How Sneaker Culture Took Over The World
Sneakers have come a long way from when they were first invented in 1860s England for the upper-class playing croquet and tennis.
Long worn for function rather than fashion, today sneakers are an entire culture—both a form of self-expression and a high art found in museum exhibits and designer auction houses where a single pair can fetch millions of dollars.
As Ben Affleck’s star-studded film Air depicts, the emergence of sneaker culture can be traced to Nike’s 1984 collaboration with basketball superstar Michael Jordan on their iconic Air Jordans. Here’s the story of sneakers—and the sneakerheads who collect them.
Air Jordans and the rise of sneaker culture
Most sneakerheads credit the advent of their subculture to the rise of athlete-endorsed shoes in the late ‘70s and early ‘80s. Converse’s Chuck Taylor All-Stars had dominated the basketball courts for decades—and brands like Puma and Adidas started to get in on the action.
“What was happening in New York was an intertwining of basketball, hip-hop, and [break dancing],” says Elizabeth Semmelhack, director and senior curator of the Bata Shoe Museum in Toronto, which in 2013 became the first North American museum to devote an exhibit to the history of sneakers.
But what transformed sneaker culture into a true phenomenon was the 1985 release of Nike’s Air Jordan 1s. In 1984, Michael Jordan was a talented rookie who had yet to play in a professional game. Despite that, Nike—better known then as a running shoe company—saw Jordan as the future of their brand and signed him to a five-year, $2.5 million endorsement deal.
Air Jordan 1s were not your grandfather’s basketball shoes. Debuting in bold hues of white, black, and red, Air Jordans were a defiant taunt to the NBA guidelines that required footwear to be 51 percent white. Sensing a marketing opportunity, Nike paid the $5,000 fine players received each time he stepped on the court wearing the shoes. The bet paid off: As Jordan proved to be one of the greatest basketball players of all time, the sneaker’s popularity skyrocketed.
Sneaker culture began to take off beyond the basketball court too. When the influential hip-hop group Run-D.M.C. released their single “My Adidas”in 1986, it earned the group a first-of-its-kind endorsement deal with the brand. Soon after, Kurt Cobain of the grunge band Nirvana made Converse a symbol of rebellion and youth.
Meanwhile, another cultural shift was taking place as white-collar businesses introduced casual Fridays. “It’s when you have an opening of the male wardrobe,” Semmelhack says. Suddenly, men were allowed to put aside their suits “and wear something one day a week that showed people who they really were.”
Sneakers become status symbols
As sneakers became increasingly coveted, footwear companies turned to generating even more hype by collaborating with celebrities and luxury brands, as well as releasing small batches of limited-edition shoes with eye-popping designs.
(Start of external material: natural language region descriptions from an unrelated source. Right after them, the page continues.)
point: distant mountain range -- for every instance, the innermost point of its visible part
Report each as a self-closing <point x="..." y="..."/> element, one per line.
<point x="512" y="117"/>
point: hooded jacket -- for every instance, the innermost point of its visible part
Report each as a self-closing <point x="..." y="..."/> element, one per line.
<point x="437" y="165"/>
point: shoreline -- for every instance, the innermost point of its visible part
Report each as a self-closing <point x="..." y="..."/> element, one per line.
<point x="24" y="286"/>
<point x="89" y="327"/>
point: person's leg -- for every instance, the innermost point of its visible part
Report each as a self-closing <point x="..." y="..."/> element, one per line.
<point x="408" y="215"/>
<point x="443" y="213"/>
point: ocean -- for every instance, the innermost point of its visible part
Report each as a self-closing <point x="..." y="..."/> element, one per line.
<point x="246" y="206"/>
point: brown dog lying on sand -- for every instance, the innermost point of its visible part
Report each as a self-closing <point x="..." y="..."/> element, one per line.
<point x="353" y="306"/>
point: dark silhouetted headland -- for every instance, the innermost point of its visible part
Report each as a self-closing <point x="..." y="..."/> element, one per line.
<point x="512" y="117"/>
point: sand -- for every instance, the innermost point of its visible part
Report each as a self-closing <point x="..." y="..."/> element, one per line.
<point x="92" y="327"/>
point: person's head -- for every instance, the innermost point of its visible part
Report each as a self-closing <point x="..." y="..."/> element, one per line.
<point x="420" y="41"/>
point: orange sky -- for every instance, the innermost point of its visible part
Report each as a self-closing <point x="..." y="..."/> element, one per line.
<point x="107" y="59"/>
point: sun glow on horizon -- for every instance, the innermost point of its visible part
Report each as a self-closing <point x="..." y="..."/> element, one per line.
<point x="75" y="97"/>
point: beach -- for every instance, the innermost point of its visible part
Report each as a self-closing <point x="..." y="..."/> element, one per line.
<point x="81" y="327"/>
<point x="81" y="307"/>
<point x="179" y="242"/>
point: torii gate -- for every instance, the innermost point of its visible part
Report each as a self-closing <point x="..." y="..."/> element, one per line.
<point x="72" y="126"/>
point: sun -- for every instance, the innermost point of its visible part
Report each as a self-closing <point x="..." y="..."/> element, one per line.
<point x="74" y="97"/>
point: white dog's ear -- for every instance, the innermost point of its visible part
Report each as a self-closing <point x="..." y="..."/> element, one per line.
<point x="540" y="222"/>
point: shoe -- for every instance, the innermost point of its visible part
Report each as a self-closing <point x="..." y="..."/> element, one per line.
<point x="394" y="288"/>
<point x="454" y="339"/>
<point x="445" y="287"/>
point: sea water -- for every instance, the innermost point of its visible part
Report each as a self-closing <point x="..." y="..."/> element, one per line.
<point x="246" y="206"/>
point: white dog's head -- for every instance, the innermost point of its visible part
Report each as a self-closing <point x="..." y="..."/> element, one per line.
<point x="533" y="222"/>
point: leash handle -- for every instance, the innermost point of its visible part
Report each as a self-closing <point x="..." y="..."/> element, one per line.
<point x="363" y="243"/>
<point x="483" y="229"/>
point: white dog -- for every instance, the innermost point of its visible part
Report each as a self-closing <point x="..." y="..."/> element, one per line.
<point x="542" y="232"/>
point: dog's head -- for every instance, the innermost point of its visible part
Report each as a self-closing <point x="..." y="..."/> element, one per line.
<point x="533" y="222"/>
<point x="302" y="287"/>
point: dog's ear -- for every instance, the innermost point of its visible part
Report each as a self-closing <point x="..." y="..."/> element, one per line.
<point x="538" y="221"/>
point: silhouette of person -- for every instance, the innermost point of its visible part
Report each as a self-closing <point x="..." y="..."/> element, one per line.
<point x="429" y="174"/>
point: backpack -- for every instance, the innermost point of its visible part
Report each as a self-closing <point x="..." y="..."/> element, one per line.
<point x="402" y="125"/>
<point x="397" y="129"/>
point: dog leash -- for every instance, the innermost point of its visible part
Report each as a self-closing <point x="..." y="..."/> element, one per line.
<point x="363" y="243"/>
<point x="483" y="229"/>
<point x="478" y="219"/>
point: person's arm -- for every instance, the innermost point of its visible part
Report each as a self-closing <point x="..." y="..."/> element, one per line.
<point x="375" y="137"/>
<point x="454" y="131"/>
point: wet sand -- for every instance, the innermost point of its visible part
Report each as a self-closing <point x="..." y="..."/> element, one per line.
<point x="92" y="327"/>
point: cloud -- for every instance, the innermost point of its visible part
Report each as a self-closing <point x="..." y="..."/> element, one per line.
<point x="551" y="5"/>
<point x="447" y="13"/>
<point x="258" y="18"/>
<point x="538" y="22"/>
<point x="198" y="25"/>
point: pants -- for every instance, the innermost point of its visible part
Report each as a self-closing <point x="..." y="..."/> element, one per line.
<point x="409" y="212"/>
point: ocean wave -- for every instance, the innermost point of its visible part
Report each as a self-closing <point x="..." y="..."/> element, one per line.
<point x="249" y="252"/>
Rare sneakers became sought-after among collectors, and the sneaker reseller market flourished. “I have Air Jordan 1, 2, 3, and 5, so I better find 4,” Semmelhack says of the mentality that drove the rise of collectors. As resellers began to mark those shoes up at incredible costs, she adds, it only reinforced how special they were.
Pivotal artists like Rihanna, Travis Scott, and Kanye West defined the shoe game for nearly a decade with their iconic collaborations with brands. And then came the Kardashians.
“The Kardashian era had a huge impact on the culture,” says Jazerai Allen-Lord, a ground-breaking sneaker strategist, designer, and writer. After reality TV star Kim Kardashian married rapper-turned-fashion-designer Kanye West, she and her sisters started to wear his designs, which “helped target a whole new demographic of people to experience sneaker culture. It was a blending of high and low fashion, which the shoe industry never really seen before.”
By the mid-2010s, sneakers had become solid gold status symbols—literally, in the case of hip-hop artist Drake, who in 2016 commissioned a one-of-a-kind pair of Air Jordans wrapped in 24-carat solid gold. The estimated $2.1 million sneakers weighed 50 pounds each.
“Wearing rare and cool sneakers [became] an expression of one’s social status,” says Yuniya (Yuni) Kawamura, professor of sociology at the Fashion Institute of Technology in New York. “They want to show off what they have and say that they are slightly better than others.”
But not all sneakerheads are this extreme. “The stereotype is that we are all in this for excess and status,” Allen-Lord says. “It’s a piece of the culture but it isn’t the whole culture.”